# CBS Week 9 Notebook: Bayesian Networks
## Semester 2, 2022

In [1]:
suppressPackageStartupMessages({
    library(tidyverse)
    library(testthat) 
})

There is no tutorial this week, but we encourage you to work through this notebook to practice what you've learned about Bayesian networks (also known as Bayes nets or directed graphical models). Bayes nets provide a natural way to capture and compute with joint probability distributions. In general, a joint distribution defined over $n$ binary variables requires $2^n -1$ numbers to specify. A Bayes net can allow this distribution to be specified using many fewer numbers. The savings arise because a Bayes net allow a high-dimensional joint distribution to be expressed as a product of lower-dimensional distributions, each of which captures a modular piece of a situation.

Here we'll work with a variant of an example introduced by Judea Pearl. Pearl lives in Los Angeles, and suppose that he's just had a new alarm installed. The alarm reliably detects robbers, but also occasionally malfunctions and sounds for no apparent reason. 
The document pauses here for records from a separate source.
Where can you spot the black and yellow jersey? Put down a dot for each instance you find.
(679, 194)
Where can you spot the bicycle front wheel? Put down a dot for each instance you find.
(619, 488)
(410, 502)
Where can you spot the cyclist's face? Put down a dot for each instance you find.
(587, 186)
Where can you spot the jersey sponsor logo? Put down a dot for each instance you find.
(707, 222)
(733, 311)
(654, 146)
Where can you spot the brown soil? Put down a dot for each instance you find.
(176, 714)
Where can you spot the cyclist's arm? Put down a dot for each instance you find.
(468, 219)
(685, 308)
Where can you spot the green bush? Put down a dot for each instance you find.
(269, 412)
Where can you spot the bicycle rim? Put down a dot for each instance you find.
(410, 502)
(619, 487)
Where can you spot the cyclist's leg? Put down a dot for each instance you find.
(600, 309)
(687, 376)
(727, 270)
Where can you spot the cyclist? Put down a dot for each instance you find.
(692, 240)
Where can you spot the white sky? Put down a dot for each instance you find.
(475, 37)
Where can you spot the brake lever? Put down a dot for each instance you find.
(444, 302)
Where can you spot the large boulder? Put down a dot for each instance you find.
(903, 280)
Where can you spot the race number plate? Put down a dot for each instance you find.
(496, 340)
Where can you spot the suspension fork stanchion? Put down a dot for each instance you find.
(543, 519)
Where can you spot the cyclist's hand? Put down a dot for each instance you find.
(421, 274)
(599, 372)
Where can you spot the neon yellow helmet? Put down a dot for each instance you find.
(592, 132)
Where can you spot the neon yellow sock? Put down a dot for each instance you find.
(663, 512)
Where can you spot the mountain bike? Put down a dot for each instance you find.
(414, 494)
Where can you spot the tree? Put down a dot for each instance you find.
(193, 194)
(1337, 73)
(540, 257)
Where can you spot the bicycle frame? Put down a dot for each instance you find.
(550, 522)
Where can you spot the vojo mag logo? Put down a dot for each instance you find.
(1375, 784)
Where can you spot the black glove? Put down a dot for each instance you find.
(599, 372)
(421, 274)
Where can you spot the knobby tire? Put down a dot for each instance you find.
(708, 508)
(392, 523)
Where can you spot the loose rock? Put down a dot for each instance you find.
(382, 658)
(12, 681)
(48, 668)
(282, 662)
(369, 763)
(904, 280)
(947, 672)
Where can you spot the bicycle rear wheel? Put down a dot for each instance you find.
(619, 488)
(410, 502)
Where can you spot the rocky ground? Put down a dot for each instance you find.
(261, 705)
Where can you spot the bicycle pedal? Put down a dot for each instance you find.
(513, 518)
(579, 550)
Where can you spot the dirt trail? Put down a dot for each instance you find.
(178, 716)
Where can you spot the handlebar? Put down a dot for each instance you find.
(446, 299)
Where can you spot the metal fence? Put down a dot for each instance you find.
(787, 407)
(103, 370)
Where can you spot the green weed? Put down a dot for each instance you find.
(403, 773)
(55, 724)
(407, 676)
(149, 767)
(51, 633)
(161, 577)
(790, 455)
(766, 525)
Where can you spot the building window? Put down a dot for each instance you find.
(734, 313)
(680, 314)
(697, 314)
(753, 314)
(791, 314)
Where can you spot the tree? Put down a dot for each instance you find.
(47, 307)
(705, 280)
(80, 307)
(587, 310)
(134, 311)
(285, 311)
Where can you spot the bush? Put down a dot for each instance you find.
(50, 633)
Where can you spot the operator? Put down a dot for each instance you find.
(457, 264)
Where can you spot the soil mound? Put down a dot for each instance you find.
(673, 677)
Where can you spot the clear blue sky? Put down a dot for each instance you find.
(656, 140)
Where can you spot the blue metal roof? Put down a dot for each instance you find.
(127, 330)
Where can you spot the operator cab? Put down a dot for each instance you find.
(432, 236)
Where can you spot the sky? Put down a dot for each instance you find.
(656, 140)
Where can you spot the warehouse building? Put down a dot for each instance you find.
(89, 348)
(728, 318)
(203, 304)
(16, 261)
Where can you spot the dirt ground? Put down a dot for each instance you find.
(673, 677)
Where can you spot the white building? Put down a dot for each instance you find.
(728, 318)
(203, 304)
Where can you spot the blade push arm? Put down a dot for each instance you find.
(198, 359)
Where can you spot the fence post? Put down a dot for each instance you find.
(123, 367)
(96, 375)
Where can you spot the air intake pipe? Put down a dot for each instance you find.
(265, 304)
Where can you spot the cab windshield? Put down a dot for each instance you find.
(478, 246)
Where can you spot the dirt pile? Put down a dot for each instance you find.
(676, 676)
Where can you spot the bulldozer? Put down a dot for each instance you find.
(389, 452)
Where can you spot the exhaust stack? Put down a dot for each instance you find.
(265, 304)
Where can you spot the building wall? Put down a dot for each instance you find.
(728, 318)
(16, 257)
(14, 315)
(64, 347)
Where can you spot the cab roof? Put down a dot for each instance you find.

In the tutorial for Week 7 recall that we worked with a joint probability distribution over three variables: Robbery (R), Earthquake (E) and Alarm (A). There we just enumerated the entire joint distribution, but here we formulate a joint distribution over the variables using a Bayes net.

We'll get started by considering just two of the variables: Robbery and Alarm. A Bayes net that captures a joint distribution over these two variables is shown below. On any given day, we've assumed that the probability of a robbery occurring is low (0.05). This number will make things simple but is too high to be realistic --- even in LA burglaries don't occur once per twenty days! 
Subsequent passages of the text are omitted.